« Paul Magnette utilise ce dossier pour démontrer que le PS est à l’écoute de la rue »
Olivier Mouton revient sur le nouveau refus du ministre-président wallon Paul Magnette (PS) de signer le traité CETA. Quatre questions à Olivier Mouton sur les motivations de Magnette et la position de la Belgique dans l’UE.
Que signifie le nouveau refus pour le CETA? Le traité est-il remis en cause ?
Le « non » wallon n’est pas encore définitif. Le ministre-président Paul Magnette (PS) tente d’obtenir un report de la signature du traité, actuellement programmée lors d’un sommet le 27 octobre. En vain, jusqu’ici. Mais les lignes ont bougé, notamment suite à une rencontre en direct avec la ministre canadienne du Commerce, Chrystia Freeland. C’est ce qu’il a expliqué ce vendredi au parlement wallon. Des avancées ont notamment été faites dans le secteur sensible de l’agriculture. Mais il reste du pain sur la planche et la détermination wallonne est grande, quitte à faire échouer le CETA s’il le faut. Les pressions se multiplient, mais les manifestations de soutien également. Paul Magnette est devenu le symbole de la résistance à l’Europe ultra-libérale.
En théorie, est-il possible de conclure le CETA avec 27 pays de l’UE et sans la Belgique?
Normalement, non. Le constitutionnaliste Christian Behrendt (ULg) expliquait encore ce matin dans Le Soir que ce ne serait « pas sérieux d’envisager une ratification du Traité par la Belgique, sans assentiment des majorités régionales. C’est pourtant ce que prônent certains partis de la coalition fédérale dont, en tête, l’Open VLD. Il existe aussi des pistes selon lesquelles on pourrait scinder le traité afin que ses aspects strictement commerciaux, « compétence exclusive de l’Union européenne », rappelle-t-on dans un parti de la majorité fédérale, puissent être votés. Mais on entre là dans un terrain marécageux et tant l’Union européenne que le Canada et la Belgique espèrent encore obtenir l’accord wallon à la dernière minute.
Quels sont les scénarios possibles si la Belgique signe le CETA sans autorisation wallonne ? Est-ce possible, et le cas échéant, souhaitable ?

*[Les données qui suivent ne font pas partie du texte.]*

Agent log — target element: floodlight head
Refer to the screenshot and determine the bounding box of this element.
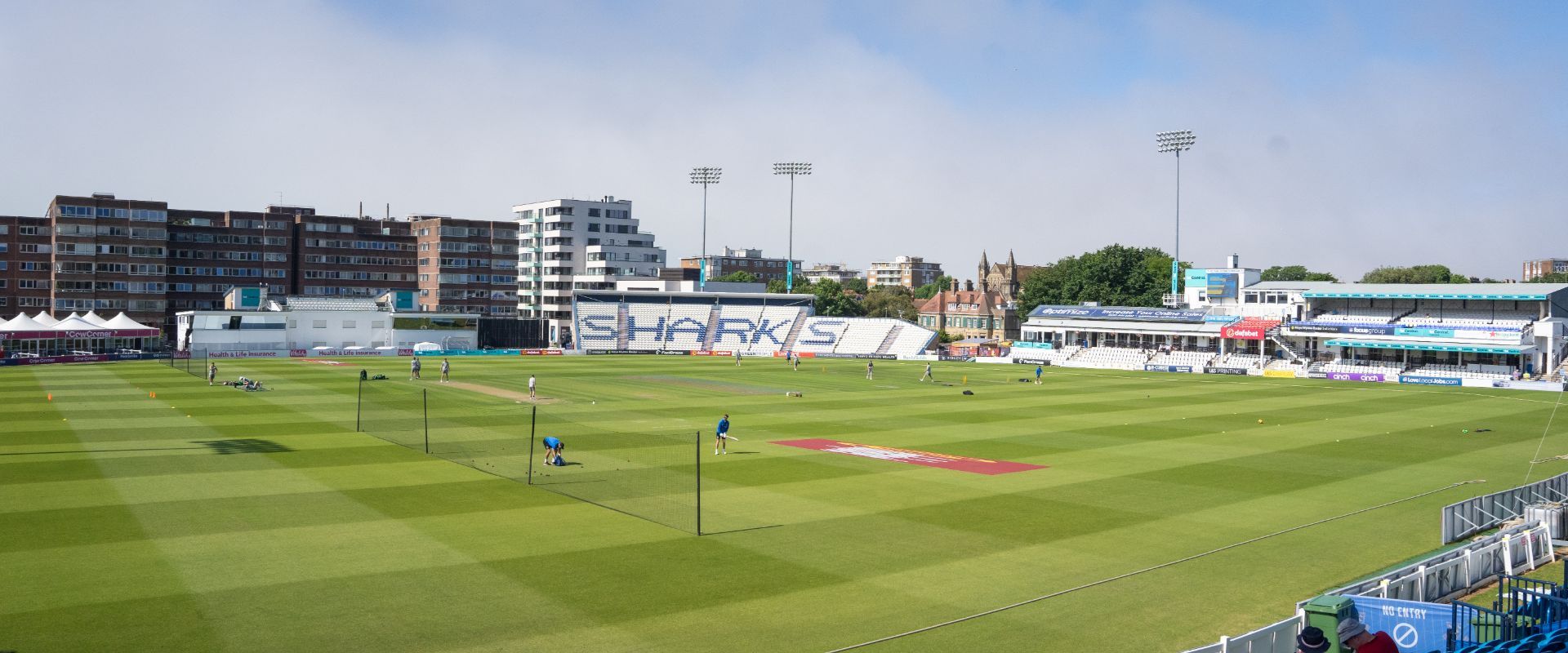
[1154,130,1198,155]
[773,163,811,175]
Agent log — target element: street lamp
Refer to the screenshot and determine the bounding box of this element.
[1154,130,1198,308]
[692,167,724,291]
[773,163,811,293]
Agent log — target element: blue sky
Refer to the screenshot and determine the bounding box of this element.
[0,0,1568,278]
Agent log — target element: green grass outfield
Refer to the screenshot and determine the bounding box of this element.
[0,355,1568,653]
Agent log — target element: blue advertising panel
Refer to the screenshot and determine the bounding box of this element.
[1347,597,1454,651]
[1183,268,1209,288]
[1029,305,1207,322]
[1205,273,1237,299]
[1399,375,1461,385]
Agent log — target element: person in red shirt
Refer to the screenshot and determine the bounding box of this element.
[1339,619,1399,653]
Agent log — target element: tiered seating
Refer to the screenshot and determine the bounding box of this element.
[1149,351,1214,368]
[742,305,800,355]
[665,304,714,351]
[1322,358,1405,375]
[1062,348,1149,370]
[621,304,670,351]
[1406,363,1513,380]
[833,318,905,354]
[888,324,936,355]
[1399,310,1535,331]
[794,318,852,354]
[577,302,621,349]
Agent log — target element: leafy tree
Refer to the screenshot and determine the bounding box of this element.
[709,269,757,283]
[811,278,861,318]
[768,278,811,295]
[1018,244,1188,315]
[1361,264,1469,283]
[1258,264,1339,282]
[861,285,920,322]
[914,274,953,299]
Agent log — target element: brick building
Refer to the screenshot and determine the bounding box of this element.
[0,193,518,327]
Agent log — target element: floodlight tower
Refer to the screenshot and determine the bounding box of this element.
[773,163,811,293]
[692,167,724,290]
[1154,130,1198,302]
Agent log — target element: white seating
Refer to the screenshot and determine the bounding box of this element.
[665,304,714,351]
[576,302,621,349]
[621,304,670,351]
[1062,348,1149,370]
[794,317,852,354]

Une signature de l’accord par la Belgique sans le feu vert wallon ouvrirait une crise institutionnelle. Ce serait, il est vrai, paradoxal étant donné que la régionalisation de la compétence en matière de commerce extérieur avait été souhaitée par les partis flamands. L’Open VLD se dit prêt, la N-VA y verrait un levier supplémentaire pour dénoncer la « république soviétique de Wallonie », mais cela semble peu probable à ce stade. Le Premier ministre Charles Michel (MR) dénonce certes une « radicalisation » de la position wallonne, mais il se veut garant de la loyauté fédérale.
Pourquoi Paul Magnette tient-il une position aussi ferme ?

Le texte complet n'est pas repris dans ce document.